Es waren vor allem Alamannen, die nach dem Abzug der Römer um das Jahr 450 herum das Land vor den Alpen in Besitz nahmen und kultivierten. Daneben lebten in unserer Region Mitglieder anderer Germanenstämme, zurückgebliebene Romanen sowie Menschen aus anderen Gegenden des römischen Reichs. Vielleicht gab es sogar noch Reste von Kelten und Rätern. Jedenfalls waren die Allgäuer des Frühmittelalters eine ziemlich exotische Multikulti-Gesellschaft.
„Blut zu vergießen war weitaus populärer als Tinte zu verspritzen.“ Der Allgäuer Historiker Alfred Weitnauer
Wer wo in unserer Region lebte, kann heute nicht mehr genau gesagt werden. Die Menschen waren – mit wenigen Ausnahmen – Analphabeten. Deshalb existieren kaum schriftliche Aufzeichnungen. „Blut zu vergießen war weitaus populärer als Tinte zu verspritzen.“ So brachte es der Allgäuer Historiker Alfred Weitnauer einst auf den Punkt. Wenn etwas aufgezeichnet wurde, dann in den Machtzentren der weltlichen Herrscher sowie in den Klöstern, wo des Schreibens mächtige Mönche lebten. Oft berichten Urkunden von wichtigen Ereignissen – etwa jene im Kloster Sankt Gallen aus dem Jahr 817, die erstmals eine Siedlung im „Albgau“ dokumentiert.

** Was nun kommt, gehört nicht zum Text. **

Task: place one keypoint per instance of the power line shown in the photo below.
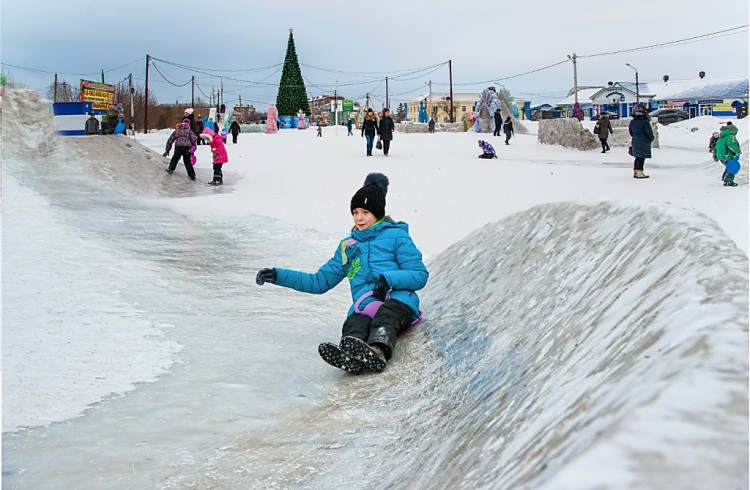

Auch die Archäologie kann nur wenig beitragen. Deshalb ist die Beschreibung der voralpenländischen Geschichte nach wie vor ein Puzzlespiel. Wer sie rekonstruieren möchte, muss ein Meister der Interpretation sein. Thesen und Theorien dominieren; gesicherte Erkenntnisse sind Mangelware. Selbst schriftliche Quellen sind mit großer Vorsicht zu genießen. Es wurde – wie heute ja teilweise auch – geflunkert, gelogen und gefälscht, um bestimmte Interessen zu verfolgen. Lange Zeit wurde beispielsweise behauptet, Karl der Große habe 774 eine Klosterschenkung seiner Frau Hildegard in Kempten bestätigt, und Papst Hadrian sei im Jahr 777 extra angereist, um die neue Klosterkirche zu weihen. Jahrhunderte später stellte sich heraus, dass Dokumente, die dies belegen sollten, Fälschungen waren. Auch die einflussreiche Magnus-Vita muss mit Vorsicht gelesen werden.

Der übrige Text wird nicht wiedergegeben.